Coffee was first cultivated in El Salvador for domestic use early in the 19th century. By mid-century its commercial promise was evident, and the government began to favor its production through legislation such as tax breaks for producers, exemption from military service for coffee workers, and elimination of export duties for new producers. By 1880 coffee had become virtually the sole export crop.

Compared with Indigofera, previously the dominant export commodity, coffee was a more demanding crop. Since coffee bushes required several years to produce a usable harvest, its production required a greater commitment of capital, labor, and land than did indigo. Coffee also grew best at a certain altitude, whereas indigo flourished almost anywhere.

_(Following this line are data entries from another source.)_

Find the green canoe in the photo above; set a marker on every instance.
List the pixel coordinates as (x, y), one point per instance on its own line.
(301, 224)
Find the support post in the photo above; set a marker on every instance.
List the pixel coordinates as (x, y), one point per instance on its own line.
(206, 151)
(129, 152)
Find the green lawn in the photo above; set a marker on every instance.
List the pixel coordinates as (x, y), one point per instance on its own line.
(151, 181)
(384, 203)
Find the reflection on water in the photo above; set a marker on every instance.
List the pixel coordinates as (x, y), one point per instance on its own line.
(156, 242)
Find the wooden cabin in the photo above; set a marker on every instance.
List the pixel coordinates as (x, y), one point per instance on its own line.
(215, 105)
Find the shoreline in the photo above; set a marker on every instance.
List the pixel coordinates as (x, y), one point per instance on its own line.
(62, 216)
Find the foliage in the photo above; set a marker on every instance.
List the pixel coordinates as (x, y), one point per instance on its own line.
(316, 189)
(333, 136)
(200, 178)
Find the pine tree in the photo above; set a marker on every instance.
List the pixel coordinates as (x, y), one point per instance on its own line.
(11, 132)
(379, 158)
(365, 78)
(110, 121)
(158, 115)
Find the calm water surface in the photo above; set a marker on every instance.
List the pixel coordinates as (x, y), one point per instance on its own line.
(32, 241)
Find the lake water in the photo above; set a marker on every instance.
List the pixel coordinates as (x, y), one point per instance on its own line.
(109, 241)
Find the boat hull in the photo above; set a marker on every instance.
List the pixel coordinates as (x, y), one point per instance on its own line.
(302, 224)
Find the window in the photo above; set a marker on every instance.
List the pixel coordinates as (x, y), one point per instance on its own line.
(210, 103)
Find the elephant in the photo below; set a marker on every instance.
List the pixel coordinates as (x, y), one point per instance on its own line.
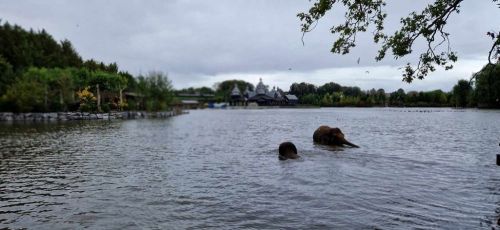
(287, 150)
(331, 136)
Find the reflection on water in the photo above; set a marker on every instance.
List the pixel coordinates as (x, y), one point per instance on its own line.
(219, 169)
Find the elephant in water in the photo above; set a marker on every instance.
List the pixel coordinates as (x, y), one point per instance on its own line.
(287, 150)
(331, 136)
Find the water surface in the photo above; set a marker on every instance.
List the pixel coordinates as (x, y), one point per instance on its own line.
(416, 168)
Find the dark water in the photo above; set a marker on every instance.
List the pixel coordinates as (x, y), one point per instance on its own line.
(219, 169)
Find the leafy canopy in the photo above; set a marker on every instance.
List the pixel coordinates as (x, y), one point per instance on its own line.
(428, 25)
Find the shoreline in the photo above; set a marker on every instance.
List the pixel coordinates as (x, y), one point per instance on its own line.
(80, 116)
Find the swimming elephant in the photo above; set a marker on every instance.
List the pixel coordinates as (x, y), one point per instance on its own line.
(287, 150)
(331, 136)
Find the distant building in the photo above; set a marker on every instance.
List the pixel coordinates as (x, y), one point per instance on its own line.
(262, 96)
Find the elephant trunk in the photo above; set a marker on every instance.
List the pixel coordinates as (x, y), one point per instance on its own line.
(346, 142)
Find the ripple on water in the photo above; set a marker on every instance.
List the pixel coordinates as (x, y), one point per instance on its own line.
(219, 169)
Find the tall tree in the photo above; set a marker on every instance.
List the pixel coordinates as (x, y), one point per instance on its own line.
(461, 93)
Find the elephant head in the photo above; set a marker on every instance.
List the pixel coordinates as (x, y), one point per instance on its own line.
(331, 136)
(287, 150)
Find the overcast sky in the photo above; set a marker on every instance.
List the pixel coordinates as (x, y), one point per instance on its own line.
(202, 42)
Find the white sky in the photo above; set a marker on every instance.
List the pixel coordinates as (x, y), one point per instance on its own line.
(201, 42)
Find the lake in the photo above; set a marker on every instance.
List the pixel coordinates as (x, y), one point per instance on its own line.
(416, 168)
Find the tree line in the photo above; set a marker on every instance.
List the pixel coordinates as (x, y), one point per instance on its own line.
(39, 74)
(482, 90)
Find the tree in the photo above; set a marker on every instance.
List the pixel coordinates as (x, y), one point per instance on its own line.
(488, 86)
(157, 89)
(223, 89)
(302, 89)
(427, 25)
(330, 87)
(461, 92)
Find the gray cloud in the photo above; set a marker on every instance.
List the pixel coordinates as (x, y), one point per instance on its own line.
(203, 41)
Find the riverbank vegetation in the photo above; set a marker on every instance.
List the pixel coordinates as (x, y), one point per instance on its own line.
(39, 74)
(482, 91)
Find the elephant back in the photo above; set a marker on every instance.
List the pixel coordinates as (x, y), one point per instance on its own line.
(322, 135)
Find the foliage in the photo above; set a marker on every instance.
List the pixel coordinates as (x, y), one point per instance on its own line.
(157, 90)
(223, 89)
(26, 95)
(461, 93)
(88, 102)
(488, 86)
(427, 25)
(302, 89)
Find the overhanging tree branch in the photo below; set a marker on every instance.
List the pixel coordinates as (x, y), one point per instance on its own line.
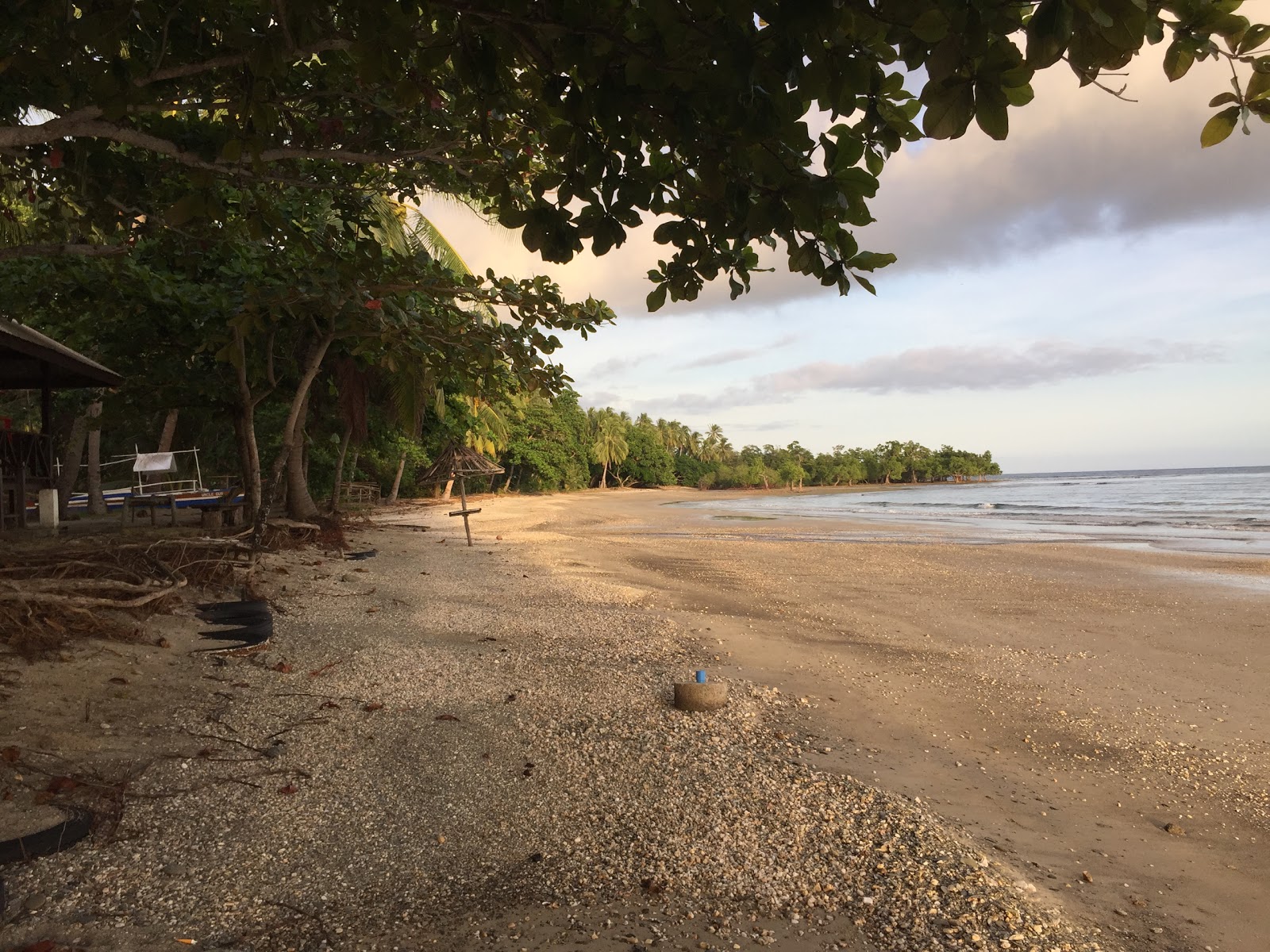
(55, 251)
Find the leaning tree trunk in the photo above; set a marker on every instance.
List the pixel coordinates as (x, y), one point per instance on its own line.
(397, 482)
(95, 501)
(340, 467)
(69, 475)
(270, 490)
(169, 431)
(300, 503)
(249, 456)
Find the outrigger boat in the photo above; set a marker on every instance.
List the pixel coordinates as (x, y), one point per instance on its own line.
(146, 471)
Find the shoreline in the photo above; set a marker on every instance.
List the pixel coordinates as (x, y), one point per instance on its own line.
(567, 799)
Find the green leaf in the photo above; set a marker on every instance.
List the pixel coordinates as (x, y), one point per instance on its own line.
(1259, 86)
(1020, 95)
(948, 109)
(1219, 127)
(872, 260)
(1254, 37)
(656, 298)
(1178, 60)
(1048, 32)
(184, 209)
(990, 111)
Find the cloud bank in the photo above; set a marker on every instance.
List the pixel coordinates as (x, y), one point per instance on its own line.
(943, 368)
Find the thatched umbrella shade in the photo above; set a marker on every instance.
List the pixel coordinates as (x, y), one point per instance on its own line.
(31, 361)
(457, 463)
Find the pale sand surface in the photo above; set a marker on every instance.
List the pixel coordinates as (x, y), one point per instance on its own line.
(1052, 706)
(1062, 702)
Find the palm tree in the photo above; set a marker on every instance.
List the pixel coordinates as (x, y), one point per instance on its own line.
(713, 447)
(610, 442)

Unlike those of Guatemala and Costa Rica, the Salvadoran coffee industry developed largely without the benefit of external technical and financial help. El Salvador nonetheless became one of the most efficient coffee producers in the world. This was especially true on the large coffee plantations, where the yield per hectare increased in proportion to the size of the plantation, a rare occurrence in plantation agriculture. The effect of coffee production on Salvadoran society has been immeasurable, not only in terms of land tenure but also because the coffee industry has served as a catalyst for the development of infrastructure (roads and railroads) and as a mechanism for the integration of indigenous communities into the national economy.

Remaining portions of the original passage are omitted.